• Robert a la varicelle

    artiste inconnu (merci de me signaler son nom)

    Musée des arts buissonniers

    Saint-Sever-du-Moustier

    crédit photo anthropia # blog

     

    Des fois, c’est le samedi qu’elle vient devant mon supermarché, Mina.

    Ce matin, elle était seule, il est où, Robert ?, elle grimace, il a la varicelle, mais sourit toute fière de connaître le nom de la maladie. Je demande ce qui lui ferait plaisir, elle articule, des fruits, pour la varicelle, pour…, pour…, elle cherche le mot, elle mime se faisant des pics d’index sur le visage, je comprends, pour ses boutons ?, éclat de rire, oui, ses boutons, il manger bananes, oranges, j’ajoute, des vitamines ?, oui, vitamines. Elle rit l’air détendu.

    On reparle de la dernière fois, alors t’es où en ce moment ?, elle dit, dans ma cabane. Surprise, mais les policiers ne l’ont pas cassée ?, non, police venir, dit casser cabane, mais pas venus, pas pourquoi. Elle hausse les épaules, elle montre le ciel, il a entendu, première fois que je vois un acte de foi chez elle, quelle religion pratique-t-elle, je n’en sais rien.

    Et je repense alors à  cette scène de l’autre fois que mon empathie avait amplifiée, si elle était toute remontée, toute tendue, en colère, ça n’était pas pour un événement récent qu’elle venait de vivre, casser la cabane, le commissariat de police, c’était l’angoisse à la suite d'un fait, la police était venue les voir ou même avait juste laissé un avis de passage du commissariat. Me souviens de ses yeux fixes quand elle avait prononcé le mot « commissariat » il y a deux semaines, en fait, elle avait le mot en tête l’ayant lu sur un papier, pas l’événement, mais la peur que ça arrive, la peur-panique d’être chassée pire que l’avoir vécue. Et moi qui l’avais ressentie comme une réalité certaine, je comprends que le réel que nous avions échangé était pire, la mémoire de toutes ces chasses déjà vécues qu’elle avait convoquée dans son indignation et que j’avais captées me trompant sur l’interprétation.

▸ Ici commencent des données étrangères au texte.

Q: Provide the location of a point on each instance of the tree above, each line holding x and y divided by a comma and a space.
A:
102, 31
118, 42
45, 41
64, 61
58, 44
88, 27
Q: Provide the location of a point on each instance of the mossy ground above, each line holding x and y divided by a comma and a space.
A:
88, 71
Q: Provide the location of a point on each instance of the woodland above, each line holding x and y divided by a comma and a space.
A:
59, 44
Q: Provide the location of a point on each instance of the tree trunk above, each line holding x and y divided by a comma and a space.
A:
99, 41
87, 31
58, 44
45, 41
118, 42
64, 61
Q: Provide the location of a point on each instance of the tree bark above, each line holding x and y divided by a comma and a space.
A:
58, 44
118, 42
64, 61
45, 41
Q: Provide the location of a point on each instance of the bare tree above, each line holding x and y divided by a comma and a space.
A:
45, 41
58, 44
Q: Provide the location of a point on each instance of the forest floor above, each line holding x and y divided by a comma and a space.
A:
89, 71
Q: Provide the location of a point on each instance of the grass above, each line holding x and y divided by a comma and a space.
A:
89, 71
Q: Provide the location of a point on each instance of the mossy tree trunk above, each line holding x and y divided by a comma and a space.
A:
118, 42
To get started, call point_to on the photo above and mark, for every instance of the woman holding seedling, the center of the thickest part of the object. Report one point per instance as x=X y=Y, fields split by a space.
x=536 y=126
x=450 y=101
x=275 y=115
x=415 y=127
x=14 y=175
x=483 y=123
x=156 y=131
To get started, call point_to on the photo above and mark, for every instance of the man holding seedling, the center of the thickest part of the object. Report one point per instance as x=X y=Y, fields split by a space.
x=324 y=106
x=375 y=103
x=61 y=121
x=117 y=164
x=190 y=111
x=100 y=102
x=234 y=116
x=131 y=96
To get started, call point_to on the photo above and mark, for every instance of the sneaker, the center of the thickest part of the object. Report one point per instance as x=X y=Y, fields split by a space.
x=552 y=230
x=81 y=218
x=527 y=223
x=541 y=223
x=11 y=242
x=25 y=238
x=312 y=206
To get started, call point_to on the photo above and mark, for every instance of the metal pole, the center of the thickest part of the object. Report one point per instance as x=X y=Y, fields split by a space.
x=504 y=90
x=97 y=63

    Pourquoi police pas venue ? (me voilà en train de parler comme elle, il faut se rattacher aux mots comme à la roche, puisque les phrases ne sont pas encore des passerelles, les mots sont les aspérités dans la grimpée de notre montagne de dialogue, celle que nous édifions à chacune de nos rencontres, nous créons le paysage d'une amitié en construction). Elle chuchote avec les yeux  écarquillés, police pas venue, peut-être ramadan ? (elle serait musulmane, pourtant pas voilée, juste un foulard, je n’aurais pas cru). Enfin, ça me fait bizarre d’imaginer que la police aurait suspendu son opération pour respecter le ramadan, je pense, chez les policiers il y aurait des pratiquants qui auraient refusé ?, ou ils respecteraient une sorte de trêve pour les pratiquants roms ?, puis je doute, mais ça ne correspond pas à la période du ramadan, enfin l’argument me surprend.

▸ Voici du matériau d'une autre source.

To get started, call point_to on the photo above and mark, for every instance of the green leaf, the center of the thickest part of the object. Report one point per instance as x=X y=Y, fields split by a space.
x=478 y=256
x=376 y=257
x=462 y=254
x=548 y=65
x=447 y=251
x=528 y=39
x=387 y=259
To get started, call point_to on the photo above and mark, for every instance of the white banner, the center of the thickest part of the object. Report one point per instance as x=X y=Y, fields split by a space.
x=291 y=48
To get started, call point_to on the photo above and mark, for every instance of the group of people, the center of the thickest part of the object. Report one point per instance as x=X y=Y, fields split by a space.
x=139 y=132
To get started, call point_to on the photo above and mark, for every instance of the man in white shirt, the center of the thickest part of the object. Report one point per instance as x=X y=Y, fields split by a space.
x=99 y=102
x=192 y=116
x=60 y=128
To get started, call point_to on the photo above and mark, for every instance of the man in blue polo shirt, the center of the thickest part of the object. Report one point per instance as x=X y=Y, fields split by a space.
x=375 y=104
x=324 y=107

    Puis Darius me vient en mémoire. Il me semble que le lynchage de Darius serait un motif à suspendre toute expulsion. Je dis, peut-être que c’est à cause de Darius. Toi, connais Darius ?, large sourire en forme de question, je comprends qu’on ne parle pas du même. Non, Darius à Pierrefitte, dénégation de sa part en hochant la tête, je dis, il a été lynché, elle ne réagit pas, je répète, attaqué, elle ne comprend pas, j’essaie, Darius, presque mort, elle, fronçant les sourcils, Darius mort ?, comment ?, je tente d’expliquer, alors elle dit, tu sais Roumanie, pas comme ça, pas Darius mort, Roumanie pas méchant comme ça. Les médias pourtant prétendent que là-bas le racisme est pire. Elle est triste. Je m’étonne, on est à un ou deux kilomètres de Pierrefitte, et elle n’est pas au courant. Elle va se renseigner et on en reparlera.

    Tout ça pas bien (marre de parler cette langue à deux temps, la morale est vraiment le degré zéro du vocabulaire, mais notre seul terrain de compréhension avec Mina). Je tente d’expliquer, c’est Sarkozy qui a commencé, pas bien pour les Roms. Et elle, mais Sarkozy pas là.  

    Et je hoche la tête, je dis oui, c’est vrai, Sarkozy plus là, mais ça continue. Tellement difficile d’aller plus loin dans la conversation.

    Et pour ne pas rester sur ce mauvais sentiment, je sors mon smartphone, tu veux qu’on fasse une photo, elle sourit, toi et moi ? Oui. On se met côte à côte, je cadre en largeur, et on se fait un selfie à deux avec Mina.